Ontem – dias depois do fiasco da CPMI do INSS (que, por obra e graça de um conluio do qual fez parte o próprio deputado-relator Alfredo Gaspar, terminou sem relatório final, como se nada tivesse acontecido, nem mesmo [tivesse acontecido] o roubo dos aposentados e pensionistas do INSS) – foi a vez da CPI do Crime Organizado fazer o seu papelão, deixando a impressão de que não interessa aos parlamentares fazer um enfrentamento real ao crime organizado.
Aliás, esta sensação já tinha ficado claro quando, a mando do governador Tarcísio de Freitas, o ex-secretário paulista de segurança e deputado Guilherme Derrite deturpou o Projeto de Lei Antifacção (PL 5.582/2025) com texto substitutivo que teve o nítido objetivo de enfraquecer o combate aos magnatas do crime.
Imagine que, agora, no caso da CPI do Crime Organizado – além de o senador-presidente Davi Alcolumbre ter negado prorrogação do prazo para seu funcionamento (assim como já fizera com a CPMI do INSS) e o Supremo Tribunal Federal (STF) ter dispensado vários bandidos de atender a suas convocações e convites [convocações e convites da CPI] – o senador-relator Alessandro Vieira resolveu fazer gracinha.

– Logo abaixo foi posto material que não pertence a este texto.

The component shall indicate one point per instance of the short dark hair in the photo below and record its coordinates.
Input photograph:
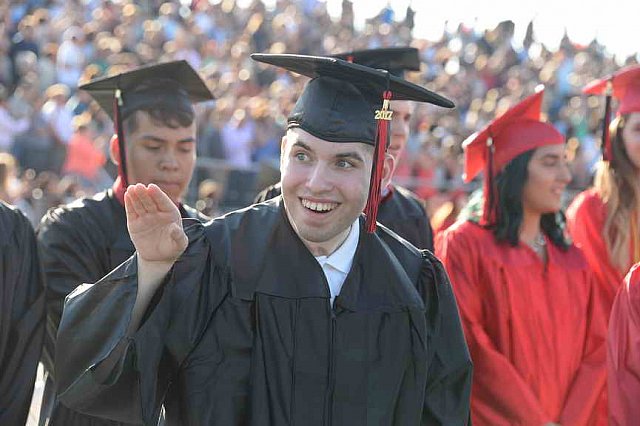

De fato – concluindo um trabalho que, como bem apontou senador-presidente Fabiano Contarato, em seus cinco meses de funcionamento, realizou 18 reuniões, ouviu 19 depoimentos, considerou 314 requerimentos (dos quais 204 foram apreciados e 178 aprovados) com 57 convocações, 41 convites, 32 pedidos de informações e 37 quebras de sigilo (duas das quais invalidadas por decisão do STF) – à guisa de relatório final da CPI do Crime Organizado, o relator Alessandro Vieira produziu texto que não faz referência a qualquer grande criminoso (Daniel Vocaro, Fabiano Zettel, Beto Louco, Cláudio de Castro, Ibaneis Rocha, Pedro Furtado Gouveia Neto, Mohamad Hussein Mourad, Luiz Felipe do Valle Silva do Quental de Menezes, Guilherme da Silva Oliveira, Bruno Sato Alves Pereira, Rogério Garcia Peres, Ricardo Romano, Armando Hussein Ali Mourad, Luiz Ernesto Franco Monegatto, Onyx Lorenzoni, Antonio Carlos Camilo Antunes, Maurício Camisotti, Roberto Campos Neto ou qualquer outro grande bandido sequer foi citado).
Ao invés disso, como se fosse bandeira de puro exibicionismo com a marca ‘QUERO SER REJEITADO’, o texto do senador Alessandro Vieira propôs o indiciamento dos ministros Alexandre de Moraes, Gilmar Mendes e Dias Toffoli, do Supremo Tribunal Federal (STF), e do procurador-geral da República Paulo Gonet ‘por crimes de responsabilidade’.
Como não podia deixar de ser, o texto foi rejeitado e a CPI do Crime Organizado terminou sem um relatório final.
Um fiasco!
Um fiasco que cheira a armação, um jogo de cartas marcadas, articulado meticulosamente para não levar à lugar nenhum.
Fica cada vez mais claro que fazer um enfrentamento real ao crime organizado não interessa ao Congresso Nacional.